I took a deep breath and drafted this initial review of the opinion. The deep breath was to avoid a knee-jerk response here like the one I had after the Plains Commerce Bank decision last year.
The Supreme Court handed down its opinion in the case of Carcieri v. Kempthorne (Salazar), which involed the Narragansett Indian Tribe’s petition to have land placed into trust by the Secretary of Interior. The Court ruled that the Secretary of Interior could not place land into trust for the Tribe under the Indian Reorganization Act, because the Tribe was not recognized at the time the IRA was passed in 1934 (the Narragansett Tribe was finally acknowledged in 1983, after a century-long effort).
The decision was 6-3 in favor of the Governor of Rhode Island, although Justice Stevens was the only justice to fully dissent from the opinion, and drafted an opinion in support of the Tribe.
The IRA states that the Secretary of Interior may place land into trust for tribes “now under Federal jurisdiction.” According to the Court, use of the word “now” means that this provision only applies to tribes under federal jurisdiction at the time the IRA was passed.
You can find the opinion and background materials here.
A couple of quick thoughts on this case:
1.) This does NOT affect tribes that were acknowledged by the United States at or before the time the IRA was enacted in 1934. You’re safe from this one – the Secretary can still consider your fee-to-trust applications.
2.) This does NOT affect fee-to-trust acquisitions that have already occurred for tribes recognized after 1934. The Federal Quiet Title Act does not allow challenges to federal land acquisitions after the fact, except in limited circumstances not applicable in this case. In other words, if your tribe was recognized after 1934 and has reservation land already in trust, that land is safe.
3.) This SHOULD NOT affect fee-to-trust applications that are pending, or in the future, for tribes acknowledged in 1934, terminated after that date, and re-acknowledged. (I say “should not,” because the tribe should be able to successfully argue that it was under federal jurisdiction in 1934 – but the Supreme Court has done damage to tribes with less before).
4.) This DOES affect pending or future fee-to-trust applications for tribes that were not acknowledged until after 1934. Those tribes will now have to prove they were “under federal jurisdiction” in 1934. The term “under federal jurisdiction” does not necessarily mean that the tribe had to be federally recognized in 1934 (in fact, I would argue that ALL recognized tribes, regardless of when recognition/acknowledgment occurred, were under federal jurisdiction in 1934). The Court seems to have left this one open – for now. This will place yet another litigation obstacle in front of tribes as they seek to have land placed into trust.

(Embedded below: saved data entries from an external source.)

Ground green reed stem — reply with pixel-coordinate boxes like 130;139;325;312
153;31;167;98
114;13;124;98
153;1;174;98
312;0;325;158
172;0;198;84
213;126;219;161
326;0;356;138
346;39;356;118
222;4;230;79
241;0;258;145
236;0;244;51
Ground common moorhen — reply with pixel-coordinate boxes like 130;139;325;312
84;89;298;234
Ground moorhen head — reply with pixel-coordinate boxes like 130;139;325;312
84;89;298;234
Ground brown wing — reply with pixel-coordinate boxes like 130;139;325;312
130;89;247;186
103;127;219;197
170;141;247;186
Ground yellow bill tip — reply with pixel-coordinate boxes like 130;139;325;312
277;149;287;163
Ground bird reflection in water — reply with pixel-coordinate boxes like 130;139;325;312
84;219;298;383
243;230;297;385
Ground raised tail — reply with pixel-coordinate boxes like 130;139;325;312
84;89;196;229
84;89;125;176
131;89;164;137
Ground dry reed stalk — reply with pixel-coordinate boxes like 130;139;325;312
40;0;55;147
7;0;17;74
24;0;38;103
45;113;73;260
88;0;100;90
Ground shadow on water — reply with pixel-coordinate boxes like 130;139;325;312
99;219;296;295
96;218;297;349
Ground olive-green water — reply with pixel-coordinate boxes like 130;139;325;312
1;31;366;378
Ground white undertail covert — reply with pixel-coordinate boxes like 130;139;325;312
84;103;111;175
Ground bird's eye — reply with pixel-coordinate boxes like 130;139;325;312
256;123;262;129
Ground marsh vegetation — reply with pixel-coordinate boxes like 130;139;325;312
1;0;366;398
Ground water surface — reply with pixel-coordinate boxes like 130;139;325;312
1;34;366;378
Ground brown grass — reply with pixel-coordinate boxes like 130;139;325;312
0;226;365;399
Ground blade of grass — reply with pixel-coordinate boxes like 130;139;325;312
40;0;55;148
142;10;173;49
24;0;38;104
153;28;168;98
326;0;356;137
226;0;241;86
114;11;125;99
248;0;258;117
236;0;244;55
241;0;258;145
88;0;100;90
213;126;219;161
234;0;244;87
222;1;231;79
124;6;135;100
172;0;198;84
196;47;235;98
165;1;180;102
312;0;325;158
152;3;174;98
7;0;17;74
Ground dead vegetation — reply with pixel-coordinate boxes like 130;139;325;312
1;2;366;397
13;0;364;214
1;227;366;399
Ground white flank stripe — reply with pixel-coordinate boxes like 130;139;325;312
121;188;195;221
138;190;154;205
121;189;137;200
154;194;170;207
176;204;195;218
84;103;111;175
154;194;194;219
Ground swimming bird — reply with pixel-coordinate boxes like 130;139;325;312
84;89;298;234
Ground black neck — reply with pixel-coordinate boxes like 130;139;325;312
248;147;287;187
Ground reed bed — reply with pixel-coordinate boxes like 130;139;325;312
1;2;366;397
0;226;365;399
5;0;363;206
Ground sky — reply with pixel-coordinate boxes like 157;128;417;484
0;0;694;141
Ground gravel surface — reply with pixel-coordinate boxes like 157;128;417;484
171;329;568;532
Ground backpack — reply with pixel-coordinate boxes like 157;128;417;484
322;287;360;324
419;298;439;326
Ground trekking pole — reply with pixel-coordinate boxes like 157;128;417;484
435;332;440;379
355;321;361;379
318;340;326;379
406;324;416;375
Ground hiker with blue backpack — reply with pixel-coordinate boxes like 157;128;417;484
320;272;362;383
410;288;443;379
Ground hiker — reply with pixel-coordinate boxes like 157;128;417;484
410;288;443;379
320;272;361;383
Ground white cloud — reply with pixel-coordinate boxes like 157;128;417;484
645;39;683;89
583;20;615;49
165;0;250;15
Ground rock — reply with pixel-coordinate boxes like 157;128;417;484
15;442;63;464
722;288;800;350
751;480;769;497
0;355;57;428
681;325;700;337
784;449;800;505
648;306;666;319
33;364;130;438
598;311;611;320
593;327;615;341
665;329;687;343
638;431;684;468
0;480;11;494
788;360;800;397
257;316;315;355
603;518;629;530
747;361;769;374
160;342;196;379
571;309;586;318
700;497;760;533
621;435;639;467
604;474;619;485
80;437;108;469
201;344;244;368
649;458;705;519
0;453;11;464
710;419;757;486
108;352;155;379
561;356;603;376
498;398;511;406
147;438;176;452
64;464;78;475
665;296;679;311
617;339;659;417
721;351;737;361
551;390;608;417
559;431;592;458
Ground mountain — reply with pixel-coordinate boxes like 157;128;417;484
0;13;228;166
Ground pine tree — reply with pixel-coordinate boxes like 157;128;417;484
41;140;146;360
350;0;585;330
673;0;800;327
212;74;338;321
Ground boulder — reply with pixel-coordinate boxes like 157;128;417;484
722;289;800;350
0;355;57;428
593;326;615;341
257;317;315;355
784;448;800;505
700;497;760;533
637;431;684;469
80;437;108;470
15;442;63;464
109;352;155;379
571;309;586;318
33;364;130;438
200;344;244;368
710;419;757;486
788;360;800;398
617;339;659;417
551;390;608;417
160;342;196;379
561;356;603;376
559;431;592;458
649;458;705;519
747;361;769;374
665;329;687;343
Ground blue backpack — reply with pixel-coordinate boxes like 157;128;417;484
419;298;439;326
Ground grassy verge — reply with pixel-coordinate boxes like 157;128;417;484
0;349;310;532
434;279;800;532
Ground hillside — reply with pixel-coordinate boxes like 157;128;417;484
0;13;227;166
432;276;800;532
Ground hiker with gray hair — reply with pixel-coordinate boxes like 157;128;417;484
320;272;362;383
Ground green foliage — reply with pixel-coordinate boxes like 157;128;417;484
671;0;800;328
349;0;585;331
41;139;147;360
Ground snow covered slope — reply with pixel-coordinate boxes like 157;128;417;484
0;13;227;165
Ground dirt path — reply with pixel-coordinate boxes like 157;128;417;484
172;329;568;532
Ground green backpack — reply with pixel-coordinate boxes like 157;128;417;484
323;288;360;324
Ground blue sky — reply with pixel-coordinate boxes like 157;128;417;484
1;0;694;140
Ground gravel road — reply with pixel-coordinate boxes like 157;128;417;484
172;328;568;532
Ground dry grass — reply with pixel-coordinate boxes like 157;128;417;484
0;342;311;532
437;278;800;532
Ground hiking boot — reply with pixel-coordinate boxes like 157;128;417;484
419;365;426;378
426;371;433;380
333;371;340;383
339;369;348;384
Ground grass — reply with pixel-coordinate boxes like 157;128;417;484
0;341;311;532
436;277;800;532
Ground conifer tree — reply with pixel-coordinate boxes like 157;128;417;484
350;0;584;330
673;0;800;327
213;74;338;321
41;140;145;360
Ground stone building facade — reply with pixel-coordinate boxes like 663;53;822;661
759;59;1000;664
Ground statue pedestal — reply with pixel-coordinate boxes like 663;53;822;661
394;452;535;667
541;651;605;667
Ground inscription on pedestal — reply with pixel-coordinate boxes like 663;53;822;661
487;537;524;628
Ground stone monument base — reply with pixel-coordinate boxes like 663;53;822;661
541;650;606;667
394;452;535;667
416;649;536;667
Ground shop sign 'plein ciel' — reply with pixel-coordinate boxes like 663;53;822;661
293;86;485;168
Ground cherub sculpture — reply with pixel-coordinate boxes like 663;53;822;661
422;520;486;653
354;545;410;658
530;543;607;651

5.) Congress COULD tell the Court where to stick it, and either amend the IRA to allow the Secretary to place land into trust for all tribes, or pass legislation on an individual basis to allow particular tribes to place land into trust. The latter option is probably the best immediate route for a lot of the affected tribes in the short-term, although it may not be feasible for tribes where local political forces oppose the acquisition – as was the case with the Narragansett Tribe.
6.) This result was not unexpected, especially after reading the oral argument transcripts. That does not diminish the damage it has caused to many tribes, nor does it diminish the anger many in Indian Country should feel toward the court for its consistent rulings against Indian tribes. See coverage of Matthew’s Factbound and Splitless.
Lastly, the Gun Lake Band here in Michigan has escaped this problem by the skin of its teeth. The Band, re-acknowledged in 1999, avoided having an almost identical case heard by the Supreme Court earlier this year. It also had its land placed into trust in the past few weeks.
I will provide more commentary later, after I’ve had a chance to digest the Court’s opinion more fully. Plus, I want to avoid an anger-laced post in favor of something more coherent.